Companies with high levels of debt going into this crisis, often used to fund share buybacks or maintain earnings, may now struggle to get the capital required to weather a phased return to activity. While many may have sufficient funds to come through the initial lockdown, sustaining businesses through rolling lockdowns, if infection rates oscillate, will be harder.
Restoring consumer confidence into 2021 and beyond, amid high unemployment, could be challenging for equally indebted governments. The US Treasury has announced it will borrow $3 trillion to fund its existing Covid stimulus packages, taking total government debt above $25 trillion, and more may be needed. In Europe, concrete support for weaker countries such as Italy will be crucial to avoiding another sovereign debt crisis.
“There is a massive point around solvency, but also confidence in the future policy approach. And that confidence issue, I think, is going to be a very big one over the course of the next few months,” says Andrew McCaffery, Global Chief Investment Officer.
Analysing the shape of company recoveries
Fidelity analysts are scrutinising corporate balance sheets to see which companies could survive the next 12-18 months with little or no revenue, as well as capitalise on any increases in activity. At the macro level, they are examining which areas are most exposed to foreign exchange and sovereign risk, and where default risk is highest.
“Central banks and governments in emerging markets are trying to do the right thing, but without the deeper pockets of developed markets. So we have to redefine our risk metrics depending on which type of country we are talking about,” says Romain Boscher, Global CIO, Equities.
At the fundamental level, our analysts are plotting the likely recovery curves of individual sectors and companies over different time horizons. Issues previously viewed as longer term have become medium term and pre-existing trends have been accelerated, e.g. concerns about decreasing demand for fossil fuels and offline shopping.
Different sectors may have differently shaped curves. Winners from the crisis such as technology and healthcare firms may see an acceleration in growth - along a J-type curve - while industrials and durable goods may initially benefit from pent-up demand, but only recover to 70 or 80 per cent of their pre-Covid levels, following a square root shape. Finally, hotels, airlines, banks and energy stocks may experience more of an L-curve, where they trend along the bottom for an extended period.
To cut or not to cut dividends
Close attention is also being paid to dividends and, where companies maintain them, how sustainable those dividends are. Initially, companies cut their dividends as a way to fix their immediate liquidity problems. Then dividends became a political issue as governments began telling companies receiving direct and indirect state support to scrap pay-outs. Now companies are making strategic decisions about whether or not to cut, even if they have no liquidity issues.
For example, BT and Shell have both cut their dividends in order to reallocate capital elsewhere, and perhaps reset their dividends at a more sustainable level. In the case of Shell, it has chosen to invest more in renewables as a hedge against the lower oil requirements of a low-carbon economy. BT has taken the opportunity to invest more in the rollout of 5G.

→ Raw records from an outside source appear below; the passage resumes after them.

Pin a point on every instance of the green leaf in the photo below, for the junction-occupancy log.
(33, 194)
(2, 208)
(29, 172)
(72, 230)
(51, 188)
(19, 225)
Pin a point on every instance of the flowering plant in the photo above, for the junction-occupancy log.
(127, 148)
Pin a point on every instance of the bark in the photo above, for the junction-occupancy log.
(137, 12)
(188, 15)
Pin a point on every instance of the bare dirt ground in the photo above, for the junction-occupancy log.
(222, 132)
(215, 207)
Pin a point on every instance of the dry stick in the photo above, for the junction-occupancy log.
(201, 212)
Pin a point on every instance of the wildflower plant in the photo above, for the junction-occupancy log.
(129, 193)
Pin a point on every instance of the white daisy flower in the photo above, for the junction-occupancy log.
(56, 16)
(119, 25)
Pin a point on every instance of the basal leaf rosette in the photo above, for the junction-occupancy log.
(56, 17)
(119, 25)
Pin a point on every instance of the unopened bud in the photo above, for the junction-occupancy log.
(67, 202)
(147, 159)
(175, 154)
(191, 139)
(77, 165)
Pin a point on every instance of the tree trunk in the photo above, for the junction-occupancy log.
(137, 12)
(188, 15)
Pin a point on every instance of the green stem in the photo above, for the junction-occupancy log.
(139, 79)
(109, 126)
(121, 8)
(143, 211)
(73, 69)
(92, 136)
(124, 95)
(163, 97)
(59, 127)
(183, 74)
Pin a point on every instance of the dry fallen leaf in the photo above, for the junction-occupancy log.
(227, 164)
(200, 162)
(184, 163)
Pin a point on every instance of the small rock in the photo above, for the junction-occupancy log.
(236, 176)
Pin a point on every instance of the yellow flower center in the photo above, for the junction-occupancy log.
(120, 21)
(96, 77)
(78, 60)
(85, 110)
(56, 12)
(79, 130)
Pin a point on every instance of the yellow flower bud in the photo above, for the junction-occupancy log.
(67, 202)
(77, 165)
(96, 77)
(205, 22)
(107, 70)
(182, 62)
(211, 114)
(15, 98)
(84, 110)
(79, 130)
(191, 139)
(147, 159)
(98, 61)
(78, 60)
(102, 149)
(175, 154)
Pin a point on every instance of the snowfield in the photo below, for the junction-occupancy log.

Impact on the cost of equity
While dividend cuts may have an impact on the future cost of equity, we expect markets to become more discerning as to which companies have sustainable business models and, longer-term, can pay regular dividends, and which are becoming ever more cyclical or have distressed balance sheets, e.g. in the energy sector. Electricity consumption has fallen by a quarter over the last two months, but fossil fuels have borne the brunt of this, while renewables have continued to produce electricity at a relatively stable rate.
“Observing this divergence, investors will probably revise up the cost of equity for companies that are not sustainable over the long run, but maintain the cost of equity for those that are, influenced by lower for longer interest rates,” says Boscher.
Where companies become state-owned, however, this will inevitably have a greater impact on their return on equity.
Similar patterns in private markets
We expect similar solvency and cashflow analysis to be applied to private markets. Like public companies, private ones have been quick to draw down lines of credit, and their debt levels have increased. Prior to the recent crisis, many private debt portfolios had seen conservative levels of leverage of four to five times EBITDA in lending terms creep up to eight or nine times, reducing the margin of safety in these more challenging times.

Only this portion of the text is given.